After obtaining the semantic occupancy information, storing multi-frame historical semantic occupancy information at fixed time intervals of 0.5 seconds, and for the given semantic occupancy information at t-1 time Pose transformation matrix using t-1 to t frames will/>Conversion to a new feature mapTo eliminate the effect of self-movement; feature map/>And semantic occupancy information/>, at the current time tConnected in the channel dimension and then input to the timing encoder, the formula is as follows:

Wherein F _temp represents a timing characteristic of the timing encoder output; [., ] represents a stitching operation; f _temp denotes a time-series encoder composed of a plurality of 3D convolution blocks and 2D convolution blocks;

After the timing feature F _temp is obtained, it is materialized by processing the timing feature F _temp with two 2D convolution heads to obtain a motion score and a motion vector; wherein the motion score represents the probability of motion of the voxel, and the motion vector represents the motion direction of the voxel in x and y, and the formula is as follows:

F_flow＝M_s(F_temp)×M_v(F_temp)

Where M _s represents a 2D convolution head that outputs a motion score, and M _v represents a 2D convolution head that outputs a motion vector; multiplying the motion score and the motion vector to obtain an occupied stream F _flow; is used during training And adding the initial semantic occupancy information with F _flow to obtain a prediction result, and taking the future semantic occupancy rate as supervision.

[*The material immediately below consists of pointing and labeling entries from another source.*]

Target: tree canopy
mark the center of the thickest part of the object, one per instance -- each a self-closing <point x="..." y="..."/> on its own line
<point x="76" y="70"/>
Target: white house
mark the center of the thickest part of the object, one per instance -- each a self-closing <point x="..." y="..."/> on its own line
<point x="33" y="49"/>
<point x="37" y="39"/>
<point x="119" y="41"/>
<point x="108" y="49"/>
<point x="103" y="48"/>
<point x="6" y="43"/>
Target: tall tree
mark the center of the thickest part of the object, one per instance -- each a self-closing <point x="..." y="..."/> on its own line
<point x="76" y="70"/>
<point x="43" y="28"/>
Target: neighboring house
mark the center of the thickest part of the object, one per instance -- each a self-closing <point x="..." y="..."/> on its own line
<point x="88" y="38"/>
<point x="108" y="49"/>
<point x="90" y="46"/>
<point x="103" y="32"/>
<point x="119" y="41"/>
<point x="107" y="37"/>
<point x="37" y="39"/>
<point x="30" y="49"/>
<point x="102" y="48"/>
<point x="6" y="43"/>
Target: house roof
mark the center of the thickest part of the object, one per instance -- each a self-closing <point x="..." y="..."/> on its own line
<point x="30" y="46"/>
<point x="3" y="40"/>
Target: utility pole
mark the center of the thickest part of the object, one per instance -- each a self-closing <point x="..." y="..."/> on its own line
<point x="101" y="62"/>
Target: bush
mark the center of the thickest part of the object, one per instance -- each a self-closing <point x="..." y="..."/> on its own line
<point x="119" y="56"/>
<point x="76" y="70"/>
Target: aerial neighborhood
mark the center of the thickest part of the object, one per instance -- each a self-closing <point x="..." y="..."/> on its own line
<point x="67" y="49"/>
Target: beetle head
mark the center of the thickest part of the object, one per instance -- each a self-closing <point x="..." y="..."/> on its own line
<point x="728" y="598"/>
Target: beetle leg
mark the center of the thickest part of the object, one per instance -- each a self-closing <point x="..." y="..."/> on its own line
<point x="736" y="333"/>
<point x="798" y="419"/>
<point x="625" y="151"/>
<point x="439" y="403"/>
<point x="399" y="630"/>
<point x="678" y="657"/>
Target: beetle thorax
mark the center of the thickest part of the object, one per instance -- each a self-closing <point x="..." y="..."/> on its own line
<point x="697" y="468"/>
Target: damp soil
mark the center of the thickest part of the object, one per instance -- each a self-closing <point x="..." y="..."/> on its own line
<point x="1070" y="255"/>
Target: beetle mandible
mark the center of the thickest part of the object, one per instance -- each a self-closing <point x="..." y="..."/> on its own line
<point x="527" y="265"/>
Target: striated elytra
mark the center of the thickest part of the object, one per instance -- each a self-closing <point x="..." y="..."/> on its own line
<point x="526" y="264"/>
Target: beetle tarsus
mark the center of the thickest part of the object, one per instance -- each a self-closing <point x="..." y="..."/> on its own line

8. The intelligent blind-assistant system based on multi-sensor fusion according to claim 5, wherein the trajectory prediction module is specifically configured to:

designing an occupied encoder and a navigation encoder, and respectively encoding a scene and navigation information; wherein,

The occupancy encoder is used for aggregating semantic occupancy information and occupancy streams; considering trace regression in the x and y directions, the occupancy encoder uses 3D convolution to reduce the channel dimension, preserving information in the x and y directions, while using the z dimension as the channel dimension; in the occupancy encoder, semantic occupancy information and occupancy streams are spliced along the channel dimension, and then depth fusion is carried out by using ResNet to obtain fusion characteristicsIn addition, the occupancy encoder includes a coordinate convolution layer, thereby enabling/>Is sensitive to position;

In the process of obtaining And then fusing global navigation information and local environment information, wherein the formula is as follows:

Wherein, F _g represents the navigation feature obtained by encoding the navigation information G by 1X 1 convolution; f _fused represents the coding features of the aggregated environmental information and navigation information; globalAvgPool (-) represents global average pooling; MLP () represents a multi-layer perceptron;

After F _fused is acquired, the GRU module is utilized to receive the coding feature F _fused and the position data of the user, and a relative position track is output; wherein the GRU module consists of a plurality of GRU units; the hidden state is transferred between the GRU units; each GRU unit outputs the offset of the next track point and the hidden state of the next GRU unit, and the formula is as follows:

(b_i+1,h_i+1)＝GRU([w_i,g_t],h_i)

w_i+1＝b_i+1+w_i

Wherein g _t represents user current location data; h _i denotes the hidden state of the ith GRU unit, initialized by F _fused; h _i+1 represents the hidden state of the i+1th GRU unit; b _i denotes the offset of the trace point output by the ith GRU unit; b _i+1 represents the offset of the trace point output by the i+1th GRU unit; adding the current track point w _i to the offset b _i+1 to obtain a next track point w _i+1; in this way, a plurality of track point sequences with a time interval of 0.5 seconds are obtained, by means of which the user is guided to advance.